ISSN 1662-4009 (online)

ESPE Yearbook of Paediatric Endocrinology (2025) 22 2.2 | DOI: 10.1530/ey.22.2.2

ESPEYB25 2. Antenatal and Neonatal Endocrinology Sex Chromosome Aneuploidies (3 abstracts)

2.2. Ultra-rare monogenic disorders frequently detected among sex chromosome aneuploidy patients with atypical findings

Kiana Magee , William McGonigle , Rena Pressman , Willa Thorson , Deborah Barbouth & Nicholas A. Borja



J Hum Genet. 2025 Mar 70(3):177-179.doi: 10.1038/s10038-024-01312-y

Brief summary: The question asked by these investigators is how often patients with identified sex chromosome aneuploidies (SCA) need to have further genetic workups. While severe, atypical phenotypes are always a red flag, the increasing numbers of patients coming to prenatal diagnosis has lead to increased understanding of phenotypic variability, and physicians may be less likely to refer. This retrospective study evaluated 54 pediatric patients over 9 years with cytogenetically diagnosed SCA. Twelve (22%) of these were identified as having discordant or severe phenotypes, and 11 patients went for further testing. Five of these 11 patients (41.7 %) were found to have a second genetic syndrome, based on next-generation sequencing and array comparative genomic hybridization. In all of these 5, there were phenotypic similarities in the two diagnoses, but with the second diagnosis explaining the unusual findings for the specific SCA. These children included: 1) Monosomy Turner Syndrome, found to have situs inversus totalis, with compound heterozygosity for 2 pathogenic variants in DNAH5 (associated with primary ciliary dyskinesia 3 +/- situs inversus; 2) Turner Syndrome with an isodicentric Xp11.22q28 with cleft lip and palate, aural atresia and anterior displacement of the anus, with a likely homozygous pathogenic variant in TXNL4Acausing Burn-McKeown Syndrome; 3) Klinefelter 47,XXY with developmental delay, seizures, central sleep apnea, and mitral insufficiency, with a 1.28 Mb deletion of 2p23.3 encompassing the gene associated with Tatton-Brown-Rahman Syndrome (DNMT3A); 4) Triple X Syndrome, with an unusually severe neurologic phenotype including epilepsy, with a pathogenic variant in a SET-domain binding protein,SETD1B explaining her neurodevelopmental disorder; 5) Triple X Syndrome with macrocephaly and overgrowth, also with a SET-related disorder.

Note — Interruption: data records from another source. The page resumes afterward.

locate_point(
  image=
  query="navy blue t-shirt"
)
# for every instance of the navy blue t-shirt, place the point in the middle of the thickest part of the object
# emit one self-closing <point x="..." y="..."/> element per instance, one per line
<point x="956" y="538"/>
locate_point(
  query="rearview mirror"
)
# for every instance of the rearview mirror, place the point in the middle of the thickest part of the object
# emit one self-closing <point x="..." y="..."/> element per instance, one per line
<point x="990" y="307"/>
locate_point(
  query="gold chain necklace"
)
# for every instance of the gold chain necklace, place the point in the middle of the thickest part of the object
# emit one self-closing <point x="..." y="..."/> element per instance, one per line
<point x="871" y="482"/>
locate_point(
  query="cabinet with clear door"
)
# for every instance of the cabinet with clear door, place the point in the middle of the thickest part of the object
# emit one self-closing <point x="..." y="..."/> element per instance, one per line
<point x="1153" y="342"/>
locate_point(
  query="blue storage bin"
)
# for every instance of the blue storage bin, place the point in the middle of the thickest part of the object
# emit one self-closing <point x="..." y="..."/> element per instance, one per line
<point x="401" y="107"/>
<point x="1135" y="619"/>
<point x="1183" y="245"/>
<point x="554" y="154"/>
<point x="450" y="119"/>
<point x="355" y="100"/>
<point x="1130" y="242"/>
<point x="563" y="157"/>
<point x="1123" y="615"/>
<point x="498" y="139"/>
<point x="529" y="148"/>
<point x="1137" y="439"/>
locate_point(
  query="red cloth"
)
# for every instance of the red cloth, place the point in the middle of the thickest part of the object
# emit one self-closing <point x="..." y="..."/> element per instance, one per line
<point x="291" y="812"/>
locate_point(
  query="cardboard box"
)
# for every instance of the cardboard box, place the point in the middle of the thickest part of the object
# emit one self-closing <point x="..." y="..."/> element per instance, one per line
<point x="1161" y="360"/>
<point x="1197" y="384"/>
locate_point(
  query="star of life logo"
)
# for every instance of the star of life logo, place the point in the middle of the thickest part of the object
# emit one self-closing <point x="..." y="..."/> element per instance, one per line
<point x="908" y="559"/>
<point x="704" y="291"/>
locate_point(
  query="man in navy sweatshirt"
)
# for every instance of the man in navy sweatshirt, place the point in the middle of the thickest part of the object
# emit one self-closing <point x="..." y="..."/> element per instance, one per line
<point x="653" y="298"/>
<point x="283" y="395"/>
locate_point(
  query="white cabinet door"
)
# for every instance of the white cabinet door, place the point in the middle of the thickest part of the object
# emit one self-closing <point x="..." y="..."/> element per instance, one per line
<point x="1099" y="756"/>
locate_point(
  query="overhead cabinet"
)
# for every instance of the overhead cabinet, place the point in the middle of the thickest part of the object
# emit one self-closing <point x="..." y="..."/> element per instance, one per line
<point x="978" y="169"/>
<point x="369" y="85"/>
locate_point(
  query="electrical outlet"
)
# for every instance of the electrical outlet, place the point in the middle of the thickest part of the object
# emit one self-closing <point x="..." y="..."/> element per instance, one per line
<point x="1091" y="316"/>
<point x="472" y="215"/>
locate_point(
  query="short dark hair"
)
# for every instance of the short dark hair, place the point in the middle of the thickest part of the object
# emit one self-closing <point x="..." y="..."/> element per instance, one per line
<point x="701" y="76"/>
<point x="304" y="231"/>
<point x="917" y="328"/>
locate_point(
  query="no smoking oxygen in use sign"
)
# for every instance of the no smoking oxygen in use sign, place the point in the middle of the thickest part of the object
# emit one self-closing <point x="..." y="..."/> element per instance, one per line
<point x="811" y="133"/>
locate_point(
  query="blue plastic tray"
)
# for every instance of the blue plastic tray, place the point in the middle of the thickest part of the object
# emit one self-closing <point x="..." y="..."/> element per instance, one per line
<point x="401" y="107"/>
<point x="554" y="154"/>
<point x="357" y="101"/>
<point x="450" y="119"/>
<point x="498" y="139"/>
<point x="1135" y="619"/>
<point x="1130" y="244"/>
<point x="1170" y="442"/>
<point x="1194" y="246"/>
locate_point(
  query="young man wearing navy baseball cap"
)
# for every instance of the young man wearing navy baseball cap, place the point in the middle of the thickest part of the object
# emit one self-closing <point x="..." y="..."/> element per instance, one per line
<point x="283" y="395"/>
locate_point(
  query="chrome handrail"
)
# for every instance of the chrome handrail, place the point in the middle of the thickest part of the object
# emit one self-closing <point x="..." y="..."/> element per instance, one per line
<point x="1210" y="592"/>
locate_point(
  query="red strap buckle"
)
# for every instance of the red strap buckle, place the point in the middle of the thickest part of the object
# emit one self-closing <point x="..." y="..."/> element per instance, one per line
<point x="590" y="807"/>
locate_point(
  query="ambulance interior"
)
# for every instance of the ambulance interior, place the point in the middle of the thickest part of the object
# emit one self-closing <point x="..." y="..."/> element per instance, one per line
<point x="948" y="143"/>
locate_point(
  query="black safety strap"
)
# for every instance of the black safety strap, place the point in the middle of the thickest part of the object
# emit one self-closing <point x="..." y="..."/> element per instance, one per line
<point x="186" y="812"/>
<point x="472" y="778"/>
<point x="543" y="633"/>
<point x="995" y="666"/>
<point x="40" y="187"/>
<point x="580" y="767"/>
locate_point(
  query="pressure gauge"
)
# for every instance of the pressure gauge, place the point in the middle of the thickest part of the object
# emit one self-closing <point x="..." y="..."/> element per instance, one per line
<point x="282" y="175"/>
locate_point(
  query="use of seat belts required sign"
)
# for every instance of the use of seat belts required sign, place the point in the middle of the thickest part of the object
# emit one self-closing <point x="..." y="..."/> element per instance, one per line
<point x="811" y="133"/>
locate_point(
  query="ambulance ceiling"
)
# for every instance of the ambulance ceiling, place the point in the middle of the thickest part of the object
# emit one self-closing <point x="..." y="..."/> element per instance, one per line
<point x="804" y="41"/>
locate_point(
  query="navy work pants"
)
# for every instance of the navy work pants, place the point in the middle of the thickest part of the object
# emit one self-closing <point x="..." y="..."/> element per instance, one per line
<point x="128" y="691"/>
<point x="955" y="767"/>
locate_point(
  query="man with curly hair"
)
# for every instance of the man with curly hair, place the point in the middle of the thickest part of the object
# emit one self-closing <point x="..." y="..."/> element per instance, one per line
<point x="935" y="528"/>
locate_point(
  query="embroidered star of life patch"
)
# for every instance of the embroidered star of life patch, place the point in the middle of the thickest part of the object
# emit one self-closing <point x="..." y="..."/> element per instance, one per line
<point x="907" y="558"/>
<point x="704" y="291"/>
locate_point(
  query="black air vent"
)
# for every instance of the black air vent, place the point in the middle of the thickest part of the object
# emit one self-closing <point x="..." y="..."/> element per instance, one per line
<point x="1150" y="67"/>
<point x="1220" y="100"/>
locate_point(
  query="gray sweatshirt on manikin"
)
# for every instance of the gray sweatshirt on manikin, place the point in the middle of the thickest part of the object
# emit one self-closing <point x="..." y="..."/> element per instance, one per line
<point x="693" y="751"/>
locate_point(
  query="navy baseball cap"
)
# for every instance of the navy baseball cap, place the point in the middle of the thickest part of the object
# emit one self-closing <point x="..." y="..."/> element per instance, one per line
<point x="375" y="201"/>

A key message is that we can no longer assume that uncomplicated SCA fully explains atypical phenotypes. Inordinately long referral time to genetic specialists despite the presence of atypical phenotypes might have been avoided for these 5 patients, leading to better care. The authors would like to see atypical findings in any patient with SCA be added to the list of the American College of Medical Genetics Guidelines1, which already recommends exome or genomic sequencing as first-line testing for pediatric patients with congenital anomalies, intellectual disability and developmental delay. And, of course, a very good history and physical examination must always be done to document all observed findings.

Reference: 1. Manickam K et al. Exome and genome sequencing for pediatric patients with congenital anomalies or intellectual disability: an evidence-based clinical guideline of the American College of Medical Genetics and Genomics (ACMG). Genet Med. 2021;23(11):2029-2037. doi: 10.1038/s41436-021-01242-6.